New York University biologists, in collaboration with scientists at the Stowers Institute for Medical Research, have identified a mechanism that promotes activation of genes critical for the initiation of embryonic development.
In a paper published in the journal Genome Research, Christine Rushlow, a professor of biology at NYU, and Julia Zeitlinger, a principal investigator at Kansas City’s Stowers Institute, write that our genes are activated by regulatory factors that bind to the control regions of genes called “enhancers”—a process necessary to turn them on at the right time during development. How they gain access to the enhancer regions when they are wrapped in proteins that form the chromosome structure is of great interest to scientists.
Rushlow and Zeitlinger find that in the fruit fly embryo, a protein called Zelda is responsible for “opening up” the enhancer regions so that other regulatory factors can gain access and bind to them, thus enabling activation of the associated genes. They also find that enhancer regions appear to be inherently “closed”—that is, they like to be wrapped in proteins, more so than other non-enhancer regions of the genome, and Zelda tackles the regions to open them up.
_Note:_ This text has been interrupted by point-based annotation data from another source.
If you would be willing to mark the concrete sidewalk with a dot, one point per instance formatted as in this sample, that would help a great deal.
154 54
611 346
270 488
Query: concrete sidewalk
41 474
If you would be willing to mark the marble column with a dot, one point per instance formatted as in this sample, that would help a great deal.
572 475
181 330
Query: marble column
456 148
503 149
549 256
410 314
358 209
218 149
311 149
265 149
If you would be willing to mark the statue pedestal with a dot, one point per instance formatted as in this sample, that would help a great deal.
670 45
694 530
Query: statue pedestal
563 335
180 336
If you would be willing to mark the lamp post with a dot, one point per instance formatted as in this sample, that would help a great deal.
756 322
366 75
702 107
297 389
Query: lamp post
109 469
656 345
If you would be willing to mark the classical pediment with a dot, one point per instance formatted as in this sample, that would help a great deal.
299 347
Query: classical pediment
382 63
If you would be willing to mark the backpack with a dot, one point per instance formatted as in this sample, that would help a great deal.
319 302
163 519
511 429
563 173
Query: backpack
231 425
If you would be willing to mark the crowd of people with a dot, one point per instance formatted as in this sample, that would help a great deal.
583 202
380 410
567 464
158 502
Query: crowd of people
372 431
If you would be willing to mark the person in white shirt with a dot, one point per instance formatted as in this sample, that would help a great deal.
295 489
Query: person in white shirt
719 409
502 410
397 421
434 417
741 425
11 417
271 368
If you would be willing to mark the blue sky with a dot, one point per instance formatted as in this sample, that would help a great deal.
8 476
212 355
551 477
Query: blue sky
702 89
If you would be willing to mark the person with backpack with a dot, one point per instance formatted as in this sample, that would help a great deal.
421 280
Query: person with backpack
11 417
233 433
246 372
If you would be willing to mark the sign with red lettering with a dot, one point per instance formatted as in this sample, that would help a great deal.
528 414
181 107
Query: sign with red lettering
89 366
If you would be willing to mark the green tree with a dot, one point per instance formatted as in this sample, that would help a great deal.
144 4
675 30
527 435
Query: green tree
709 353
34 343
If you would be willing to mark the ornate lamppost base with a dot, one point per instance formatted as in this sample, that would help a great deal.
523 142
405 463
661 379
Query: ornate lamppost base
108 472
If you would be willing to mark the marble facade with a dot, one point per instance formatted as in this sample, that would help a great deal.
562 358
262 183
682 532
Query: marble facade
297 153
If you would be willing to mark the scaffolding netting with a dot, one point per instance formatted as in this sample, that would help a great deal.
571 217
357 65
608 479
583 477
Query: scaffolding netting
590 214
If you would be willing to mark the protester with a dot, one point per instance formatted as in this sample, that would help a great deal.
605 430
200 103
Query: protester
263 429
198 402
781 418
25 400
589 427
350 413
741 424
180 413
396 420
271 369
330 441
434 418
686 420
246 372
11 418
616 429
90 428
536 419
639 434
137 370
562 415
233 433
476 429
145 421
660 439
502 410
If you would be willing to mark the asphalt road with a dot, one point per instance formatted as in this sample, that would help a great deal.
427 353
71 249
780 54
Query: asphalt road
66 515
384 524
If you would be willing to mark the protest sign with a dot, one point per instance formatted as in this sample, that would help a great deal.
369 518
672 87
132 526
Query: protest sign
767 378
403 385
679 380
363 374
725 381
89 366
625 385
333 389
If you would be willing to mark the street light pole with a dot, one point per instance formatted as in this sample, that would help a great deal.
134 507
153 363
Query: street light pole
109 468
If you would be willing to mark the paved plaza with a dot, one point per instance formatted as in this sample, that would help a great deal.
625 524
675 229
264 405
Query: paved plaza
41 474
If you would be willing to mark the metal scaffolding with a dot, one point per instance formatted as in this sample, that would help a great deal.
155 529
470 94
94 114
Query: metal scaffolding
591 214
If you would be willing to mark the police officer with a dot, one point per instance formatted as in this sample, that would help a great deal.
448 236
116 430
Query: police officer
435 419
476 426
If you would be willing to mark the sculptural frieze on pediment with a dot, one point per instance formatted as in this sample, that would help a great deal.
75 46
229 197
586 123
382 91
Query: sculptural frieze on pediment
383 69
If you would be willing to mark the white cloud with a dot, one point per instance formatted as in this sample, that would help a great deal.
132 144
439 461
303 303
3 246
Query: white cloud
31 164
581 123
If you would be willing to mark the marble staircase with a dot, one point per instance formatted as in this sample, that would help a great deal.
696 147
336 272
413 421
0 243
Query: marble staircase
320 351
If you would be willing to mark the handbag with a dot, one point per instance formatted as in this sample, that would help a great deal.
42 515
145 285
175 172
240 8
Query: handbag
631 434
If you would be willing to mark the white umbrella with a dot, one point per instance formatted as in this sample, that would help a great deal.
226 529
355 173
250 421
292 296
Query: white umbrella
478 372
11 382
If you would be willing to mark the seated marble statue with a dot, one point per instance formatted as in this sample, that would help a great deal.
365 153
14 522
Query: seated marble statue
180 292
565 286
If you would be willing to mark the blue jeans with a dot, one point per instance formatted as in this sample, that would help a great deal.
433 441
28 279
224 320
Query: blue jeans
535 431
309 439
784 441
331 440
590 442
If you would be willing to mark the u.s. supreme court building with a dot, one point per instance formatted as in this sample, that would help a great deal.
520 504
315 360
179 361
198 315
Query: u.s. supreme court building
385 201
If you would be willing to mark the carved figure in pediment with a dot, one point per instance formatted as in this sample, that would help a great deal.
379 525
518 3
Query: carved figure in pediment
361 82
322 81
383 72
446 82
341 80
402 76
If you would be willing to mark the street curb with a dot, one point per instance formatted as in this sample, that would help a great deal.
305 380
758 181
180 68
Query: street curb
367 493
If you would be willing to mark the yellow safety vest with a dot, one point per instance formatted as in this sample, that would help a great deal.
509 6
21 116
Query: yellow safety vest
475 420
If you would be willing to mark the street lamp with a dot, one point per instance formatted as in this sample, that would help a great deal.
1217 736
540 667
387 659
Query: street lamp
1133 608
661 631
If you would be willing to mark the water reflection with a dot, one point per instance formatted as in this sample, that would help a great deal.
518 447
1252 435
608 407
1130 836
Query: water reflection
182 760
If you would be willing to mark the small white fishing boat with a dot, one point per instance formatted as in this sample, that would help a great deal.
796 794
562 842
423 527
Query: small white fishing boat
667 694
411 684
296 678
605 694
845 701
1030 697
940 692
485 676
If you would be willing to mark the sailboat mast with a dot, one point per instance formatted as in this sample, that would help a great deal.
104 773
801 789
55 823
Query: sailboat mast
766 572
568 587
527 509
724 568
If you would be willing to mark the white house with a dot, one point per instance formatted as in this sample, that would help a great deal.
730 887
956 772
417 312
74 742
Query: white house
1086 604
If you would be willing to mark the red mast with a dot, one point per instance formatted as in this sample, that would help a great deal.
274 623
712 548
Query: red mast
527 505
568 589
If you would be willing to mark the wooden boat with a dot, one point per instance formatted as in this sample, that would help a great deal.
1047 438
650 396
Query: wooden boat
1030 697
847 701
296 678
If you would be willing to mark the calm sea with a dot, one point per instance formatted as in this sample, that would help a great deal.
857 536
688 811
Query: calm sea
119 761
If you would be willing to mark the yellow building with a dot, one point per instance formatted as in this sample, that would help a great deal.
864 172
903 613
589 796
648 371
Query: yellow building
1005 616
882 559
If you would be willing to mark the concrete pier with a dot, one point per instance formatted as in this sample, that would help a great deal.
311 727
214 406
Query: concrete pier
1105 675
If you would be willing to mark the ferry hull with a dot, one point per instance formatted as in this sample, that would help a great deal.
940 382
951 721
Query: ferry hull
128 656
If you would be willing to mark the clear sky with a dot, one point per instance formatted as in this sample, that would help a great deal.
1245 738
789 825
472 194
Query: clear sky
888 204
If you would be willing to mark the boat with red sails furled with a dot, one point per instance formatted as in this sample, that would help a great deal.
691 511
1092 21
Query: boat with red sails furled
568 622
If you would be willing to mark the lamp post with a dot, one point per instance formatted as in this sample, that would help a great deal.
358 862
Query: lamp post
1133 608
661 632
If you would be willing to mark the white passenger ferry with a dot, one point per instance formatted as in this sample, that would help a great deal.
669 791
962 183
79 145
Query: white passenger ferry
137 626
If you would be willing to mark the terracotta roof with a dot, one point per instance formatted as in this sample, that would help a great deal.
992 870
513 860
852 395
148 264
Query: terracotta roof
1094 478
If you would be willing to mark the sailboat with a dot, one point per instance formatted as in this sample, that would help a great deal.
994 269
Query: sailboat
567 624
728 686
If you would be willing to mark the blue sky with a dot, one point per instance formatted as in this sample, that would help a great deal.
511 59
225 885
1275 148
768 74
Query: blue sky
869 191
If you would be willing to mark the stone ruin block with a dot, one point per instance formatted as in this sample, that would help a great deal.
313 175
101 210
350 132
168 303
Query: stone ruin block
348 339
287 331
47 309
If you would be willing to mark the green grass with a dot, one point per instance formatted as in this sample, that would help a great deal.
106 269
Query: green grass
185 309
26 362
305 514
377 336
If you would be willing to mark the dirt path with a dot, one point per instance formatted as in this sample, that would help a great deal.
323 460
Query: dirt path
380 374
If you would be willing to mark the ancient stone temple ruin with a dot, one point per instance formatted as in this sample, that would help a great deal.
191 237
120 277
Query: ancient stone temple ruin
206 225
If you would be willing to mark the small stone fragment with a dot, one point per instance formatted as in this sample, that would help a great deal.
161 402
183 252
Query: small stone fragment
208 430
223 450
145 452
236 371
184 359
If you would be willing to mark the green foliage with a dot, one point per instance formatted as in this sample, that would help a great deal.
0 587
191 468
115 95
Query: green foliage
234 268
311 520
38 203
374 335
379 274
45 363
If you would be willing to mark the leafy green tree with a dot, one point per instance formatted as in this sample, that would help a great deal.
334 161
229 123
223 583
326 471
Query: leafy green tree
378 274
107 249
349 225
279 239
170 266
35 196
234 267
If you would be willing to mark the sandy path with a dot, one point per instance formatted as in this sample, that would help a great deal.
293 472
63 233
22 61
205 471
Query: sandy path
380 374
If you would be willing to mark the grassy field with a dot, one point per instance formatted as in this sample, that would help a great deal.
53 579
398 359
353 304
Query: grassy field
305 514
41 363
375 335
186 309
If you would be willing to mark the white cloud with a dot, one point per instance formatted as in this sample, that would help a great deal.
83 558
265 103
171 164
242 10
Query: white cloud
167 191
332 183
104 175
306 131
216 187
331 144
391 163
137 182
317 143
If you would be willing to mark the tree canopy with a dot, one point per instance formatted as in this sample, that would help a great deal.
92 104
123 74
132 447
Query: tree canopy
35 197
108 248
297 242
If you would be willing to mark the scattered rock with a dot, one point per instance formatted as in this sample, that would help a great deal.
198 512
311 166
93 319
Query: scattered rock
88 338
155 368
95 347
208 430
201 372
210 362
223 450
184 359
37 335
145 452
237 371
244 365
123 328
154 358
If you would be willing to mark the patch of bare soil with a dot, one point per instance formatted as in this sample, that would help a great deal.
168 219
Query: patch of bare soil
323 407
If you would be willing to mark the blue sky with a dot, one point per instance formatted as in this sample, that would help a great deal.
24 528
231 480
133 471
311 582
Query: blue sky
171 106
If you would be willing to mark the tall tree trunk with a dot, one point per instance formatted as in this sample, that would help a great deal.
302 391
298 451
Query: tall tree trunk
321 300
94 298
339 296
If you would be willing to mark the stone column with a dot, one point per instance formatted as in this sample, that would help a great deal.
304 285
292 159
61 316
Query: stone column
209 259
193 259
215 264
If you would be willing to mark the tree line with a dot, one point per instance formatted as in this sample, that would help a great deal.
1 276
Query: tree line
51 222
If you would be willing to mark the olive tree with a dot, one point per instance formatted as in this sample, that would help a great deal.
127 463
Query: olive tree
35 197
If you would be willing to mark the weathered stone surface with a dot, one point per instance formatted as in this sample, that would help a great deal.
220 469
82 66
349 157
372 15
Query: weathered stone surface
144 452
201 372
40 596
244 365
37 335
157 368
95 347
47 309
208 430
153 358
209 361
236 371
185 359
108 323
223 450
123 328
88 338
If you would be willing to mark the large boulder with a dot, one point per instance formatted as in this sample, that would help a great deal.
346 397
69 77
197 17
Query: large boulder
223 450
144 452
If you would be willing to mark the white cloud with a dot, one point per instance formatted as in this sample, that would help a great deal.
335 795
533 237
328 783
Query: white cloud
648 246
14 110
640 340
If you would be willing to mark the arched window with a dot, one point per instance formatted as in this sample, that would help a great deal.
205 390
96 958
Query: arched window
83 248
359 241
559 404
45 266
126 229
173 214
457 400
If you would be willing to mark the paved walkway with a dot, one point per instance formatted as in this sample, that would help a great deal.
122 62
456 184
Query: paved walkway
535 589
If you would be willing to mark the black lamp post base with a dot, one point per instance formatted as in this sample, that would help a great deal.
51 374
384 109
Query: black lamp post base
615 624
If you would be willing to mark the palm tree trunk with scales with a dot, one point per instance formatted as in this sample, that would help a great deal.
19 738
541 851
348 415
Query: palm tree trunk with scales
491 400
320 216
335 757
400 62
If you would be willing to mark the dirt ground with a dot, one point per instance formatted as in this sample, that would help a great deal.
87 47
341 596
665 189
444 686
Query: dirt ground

“It makes sense that enhancers are intrinsically closed because you do not want developmental genes to turn on inadvertently,” says Rushlow, part of NYU’s Center for Developmental Genetics. “Instead, it is important that they are tightly controlled so they are active only at the right time and right place. Otherwise, tissue and organs could end up in the wrong place or not form at all.”
“We suspect that the more these enhancers are intrinsically closed, the better they can be regulated,” says Zeitlinger, who is also an assistant professor at the University of Kansas Medical Center. “It may be counterintuitive, but the tight enclosure allows Zelda to open these enhancer regions just enough for other more tissue-specific factors to come in without risking the enhancers becoming active at the wrong time or place.”
The findings, the researchers note, point to a newly found and vital role for this protein.
“Our results demonstrate the significance of a mechanism that scouts out enhancers across the genome to prime them for later activation by tissue-specific factors,” says Rushlow.
“Zelda allows many different factors to gain access, thus helping them establish the different tissues of the embryo—for example, muscle and nerves.”
The research showed that when Zelda was absent, the binding of other factors such as the Dorsal protein, which is important for proper dorsal-ventral (back-belly) patterning of the fly body, was greatly reduced at target enhancers, and instead redistributed to other regions of the genome that are inherently open.
The researchers used Drosophila, or fruit flies, to investigate these regulatory networks. The fruit fly has the advantage of being a tractable genetic model system with a rapid developmental time, and many of the genetic processes identified in flies are conserved in humans. Additionally, pioneering fly research has led to many of the key discoveries of the molecular mechanisms underlying developmental processes in complex animals.
The study brought together Rushlow, who discovered Zelda and is an expert in genetic regulatory networks in development, and Zeitlinger, a genomics and systems biology expert whose laboratory focuses on how transcriptional mechanisms regulate genome activity.
“I had wanted to work with Julia, and this was a wonderful opportunity for us to combine our complementary areas of expertise in a truly synergistic fashion,” says Rushlow. “Our collaboration is a marvelous example of how a problem can be viewed from different perspectives, a systems view and an individualistic view of single regulators, and result in novel and significant discoveries.”
The project’s author researchers were: Yujia Sun, Chung-Yi Nien, and Hsiao-Yun Liu of the Center for Developmental Genetics, part of NYU’s Department of Biology, and Kai Chen and Jeff Johnston of the Stowers Institute for Medical Research and Department of Pathology and Laboratory Medicine at Kansas University Medical Center.
This work was supported, in part, by grants from the National Institute of General Medical Sciences, part of the National Institutes of Health (RO1 GM63024), an NIH “New Innovator Award” (1DP2OD004561), the Pew Charitable Trusts (2008-00745-018), and the Stowers Institute for Medical Research.